Joe Paterno

Photo courtesy of Washington Post

The scandal at Penn State has been one of the saddest news stories of the year.  I know some Penn State alumni and even family members of some who have played football there.   Their uniform impression was that the football program at Penn State was a character-building program with high values almost in direct opposition to the media-driven portrayal that followed the accusations.  The picture played out in the press was one that suggested a culture of corruption where even the most heinous of crimes were routinely swept under the rug.  Most of my Penn State friends have been in shock.  Paterno was summarily dismissed for ‘not doing enough.’   I can remember thinking how one decision made almost a decade ago will be remembered more than a lifetime of trying to build a program that had character, true student athletes and could make their university proud.

Actually the existence of a predator in an upstanding program is not all that surprising.  M. Scott Peck, in his book People of the Lie, noted that evil folks tend to be attracted to places of upstanding values and churches because that is the last place people would think to look for them.  This is the reason that more and more churches perform background checks on everyone who is going to work with children or youth.

I received an email article from “Church Volunteer Central” that the Washington Post was publishing an interview with Joe Paterno.  It was the only one he granted after the scandal and before his death.   In the article I caught a glimpse of the heart of the man.  He said,

“I didn’t know exactly how to handle it and I was afraid to do something that might jeopardize what the university procedure was.  So I backed away and turned it over to some other people, people I thought would have a little more expertise than I did. It didn’t work out that way.”

The article goes on to point out that “Paterno is accused of no wrongdoing, and in fact authorities have said he fulfilled his legal obligations by reporting to his superiors.”   A friend this last week who deals with these kinds of issues said that Paterno did, in his opinion, exactly what most laws and policies require; he reported that an accusation had been made.  In the days ahead we may find that the rush to judgment in a natural aversion to some apparently hideous crimes may have unfairly hurt someone who did exactly what he was supposed to do.  Our cultural condemnation of Joe Paterno may be more about our own frustration that policies and processes cannot completely eliminate predatory behaviors.  That does not mean we should not steadfastly try, but it is interesting how we can chew up people in our frustration with our own shortcomings.
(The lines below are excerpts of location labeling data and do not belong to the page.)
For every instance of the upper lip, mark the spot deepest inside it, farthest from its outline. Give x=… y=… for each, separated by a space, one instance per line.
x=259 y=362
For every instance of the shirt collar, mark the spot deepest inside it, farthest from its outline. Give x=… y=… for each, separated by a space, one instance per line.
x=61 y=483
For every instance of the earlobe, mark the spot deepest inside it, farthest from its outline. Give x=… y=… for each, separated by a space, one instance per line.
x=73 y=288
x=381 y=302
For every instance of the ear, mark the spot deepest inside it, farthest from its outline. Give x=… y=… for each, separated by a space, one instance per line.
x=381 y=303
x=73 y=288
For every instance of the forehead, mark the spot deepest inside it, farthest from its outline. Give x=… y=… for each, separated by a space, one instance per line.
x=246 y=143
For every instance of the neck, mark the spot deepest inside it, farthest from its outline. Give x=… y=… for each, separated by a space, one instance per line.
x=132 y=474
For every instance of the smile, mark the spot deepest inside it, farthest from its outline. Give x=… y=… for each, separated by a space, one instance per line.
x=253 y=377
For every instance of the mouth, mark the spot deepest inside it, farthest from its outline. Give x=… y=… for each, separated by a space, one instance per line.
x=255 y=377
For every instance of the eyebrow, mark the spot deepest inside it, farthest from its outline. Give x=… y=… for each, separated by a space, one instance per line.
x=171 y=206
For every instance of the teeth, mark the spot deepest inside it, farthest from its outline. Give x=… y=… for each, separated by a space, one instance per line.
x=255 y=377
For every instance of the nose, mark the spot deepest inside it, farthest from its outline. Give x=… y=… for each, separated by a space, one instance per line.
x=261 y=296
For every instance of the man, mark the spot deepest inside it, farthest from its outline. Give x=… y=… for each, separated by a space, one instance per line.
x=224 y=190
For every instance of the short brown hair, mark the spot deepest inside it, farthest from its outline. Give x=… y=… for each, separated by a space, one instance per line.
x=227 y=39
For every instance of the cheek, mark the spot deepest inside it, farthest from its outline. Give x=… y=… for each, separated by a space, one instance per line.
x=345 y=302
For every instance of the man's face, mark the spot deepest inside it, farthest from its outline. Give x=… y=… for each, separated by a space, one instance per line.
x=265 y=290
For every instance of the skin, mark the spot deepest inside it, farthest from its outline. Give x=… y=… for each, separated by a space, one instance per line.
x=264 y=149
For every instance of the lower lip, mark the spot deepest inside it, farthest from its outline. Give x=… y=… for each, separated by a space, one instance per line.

Oswald Chambers, in the daily reading for January 24 in My Utmost for His Highest challenged me to make sure ‘to look for God.’   I must confess that too often when I am in a position like Joe Paterno found himself in, I too don’t know what to do.  I don’t know if Joe prayed or looked for God or just read the policy manual for Penn State when he didn’t know what to do.  I recognize that all of us reach times when we don’t know what to do.  Those are the times when we need to follow Oswald Chambers’ advise to look for God—or at least His guidance.

In a world where a decision from ten years ago can be brought back up and critiqued to the point where one is relieved of a job before any investigation takes place, I am grateful as well for the promise of a God who says I don’t need to be perfect.  In fact, He invites me to recognize that I am broken.   In looking for God, I hope I (or we) can be people who try to do the right thing even knowing we won’t get it right all the time.  I also hope I can be a part of a people who exhibit and nurture forgiveness.  I’m grateful that God looks at each of us that way and chooses to love us more intently than we’ve ever been loved.